Bölge üzerinde oynanan oyunların, tam bir asır önce Bediüzzaman’ın “Harb-i Umumî neticesinde yine o sû-i kast niyetiyle, Kur’ân’ın zararına gayet ağır şerâitle (şartlarla) -ecnebi zâlimlerin- kâfirâne fikirlerini icrâ etmek ve “devlet-i İslâmiyenin (Osmanlının) nurunu söndürmek niyetiyle müthiş bir su-i kast plânı” olarak tanımladığı “gaddarâne Sevr Muahedesi”ninin günümüzdeki versiyonu “büyük Ortadoğu projesi (BOP)”la süren “meş’um strateji”nin parçaları olduğu ortada. (Şuâlar, 619; Kastamonu Lâhikası, 17)

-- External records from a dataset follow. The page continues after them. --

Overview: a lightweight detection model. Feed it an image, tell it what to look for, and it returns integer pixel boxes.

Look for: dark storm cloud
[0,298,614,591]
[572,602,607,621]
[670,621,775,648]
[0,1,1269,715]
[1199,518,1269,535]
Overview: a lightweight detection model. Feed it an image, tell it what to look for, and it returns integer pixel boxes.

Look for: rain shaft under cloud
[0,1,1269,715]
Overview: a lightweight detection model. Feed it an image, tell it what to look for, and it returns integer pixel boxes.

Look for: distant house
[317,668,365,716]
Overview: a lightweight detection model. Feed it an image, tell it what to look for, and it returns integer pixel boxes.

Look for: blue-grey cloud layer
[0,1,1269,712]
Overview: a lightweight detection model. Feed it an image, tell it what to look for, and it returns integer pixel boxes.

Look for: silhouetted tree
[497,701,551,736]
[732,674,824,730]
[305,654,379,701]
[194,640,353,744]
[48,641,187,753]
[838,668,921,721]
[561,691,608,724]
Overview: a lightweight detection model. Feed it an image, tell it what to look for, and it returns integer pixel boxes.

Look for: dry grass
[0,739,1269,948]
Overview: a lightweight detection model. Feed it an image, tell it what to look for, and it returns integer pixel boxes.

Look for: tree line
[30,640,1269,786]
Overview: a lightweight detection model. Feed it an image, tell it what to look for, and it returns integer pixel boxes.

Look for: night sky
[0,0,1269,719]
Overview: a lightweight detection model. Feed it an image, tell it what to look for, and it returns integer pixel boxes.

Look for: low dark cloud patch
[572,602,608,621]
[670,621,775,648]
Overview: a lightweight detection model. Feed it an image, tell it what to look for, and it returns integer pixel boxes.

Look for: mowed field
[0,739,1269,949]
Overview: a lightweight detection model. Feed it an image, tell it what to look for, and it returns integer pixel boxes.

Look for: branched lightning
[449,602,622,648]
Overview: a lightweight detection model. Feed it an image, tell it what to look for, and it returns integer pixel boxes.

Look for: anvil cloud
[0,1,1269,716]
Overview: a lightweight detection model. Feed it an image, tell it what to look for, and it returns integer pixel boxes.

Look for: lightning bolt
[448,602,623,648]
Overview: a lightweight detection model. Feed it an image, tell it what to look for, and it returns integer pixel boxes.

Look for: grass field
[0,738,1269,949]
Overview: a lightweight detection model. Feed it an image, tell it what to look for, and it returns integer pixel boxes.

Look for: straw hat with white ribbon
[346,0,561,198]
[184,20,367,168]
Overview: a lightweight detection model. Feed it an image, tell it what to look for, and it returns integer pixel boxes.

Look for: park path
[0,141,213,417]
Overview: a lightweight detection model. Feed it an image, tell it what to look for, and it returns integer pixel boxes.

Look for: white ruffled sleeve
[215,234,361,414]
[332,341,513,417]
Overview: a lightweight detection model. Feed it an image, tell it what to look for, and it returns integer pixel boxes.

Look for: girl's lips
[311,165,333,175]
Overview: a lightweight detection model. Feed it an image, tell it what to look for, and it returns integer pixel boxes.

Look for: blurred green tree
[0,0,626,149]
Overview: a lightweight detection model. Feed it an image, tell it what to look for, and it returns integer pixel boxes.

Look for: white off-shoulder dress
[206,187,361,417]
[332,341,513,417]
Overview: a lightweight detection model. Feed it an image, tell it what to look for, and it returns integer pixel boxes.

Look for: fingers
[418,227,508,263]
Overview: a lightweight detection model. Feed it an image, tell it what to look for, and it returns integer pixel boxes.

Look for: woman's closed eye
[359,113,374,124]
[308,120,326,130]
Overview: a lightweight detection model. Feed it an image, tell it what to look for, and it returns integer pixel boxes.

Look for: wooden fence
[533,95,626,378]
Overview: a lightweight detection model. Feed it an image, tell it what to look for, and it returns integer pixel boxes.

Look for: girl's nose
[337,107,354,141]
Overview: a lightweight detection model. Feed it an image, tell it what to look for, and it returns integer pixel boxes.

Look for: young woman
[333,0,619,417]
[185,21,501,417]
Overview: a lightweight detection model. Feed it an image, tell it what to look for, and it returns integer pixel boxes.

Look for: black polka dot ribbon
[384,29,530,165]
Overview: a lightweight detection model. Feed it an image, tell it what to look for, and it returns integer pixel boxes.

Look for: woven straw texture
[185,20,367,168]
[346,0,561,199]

Menhus plân ve projenin, işgalci ve istilâcı emperyal güçlerin taşeron ve maşalarıyla körükledikleri krizlerle topyekûn İslâm coğrafyasında Müslüman halklar arasında husûmet ve fitne tohumları atmasıyla türetilen “peyk devletçikler”le İslâm dünyasını bölüp parçalamak olduğu, iki milyona yakın insanın katledildiği Irak işgali ve altı yüz bin sivilin can verdiği kanlı Suriye iç savaşında olup bitenlerle gözler önüne seriliyor.
“KOMŞU, KARDEŞ VE BİRBİRİNE MUHTAÇ”
Buna dikkat çekmek içindir ki Bediüzzaman, Türkiye ile Suriye arasında hiçbir maslahatı olmayan sınırın hedefinin, ecnebilerin Müslümanları ırkçılık ve tefrika zihniyetiyle birbirine hasım hale getirmek olduğunu nazara verir. Aynı inancı, aynı tarihi, aynı kültür ve medeniyeti paylaşan, birbirine kardeş, komşu ve dindaş halkları tefrika komplosuna karşı ikaz eder.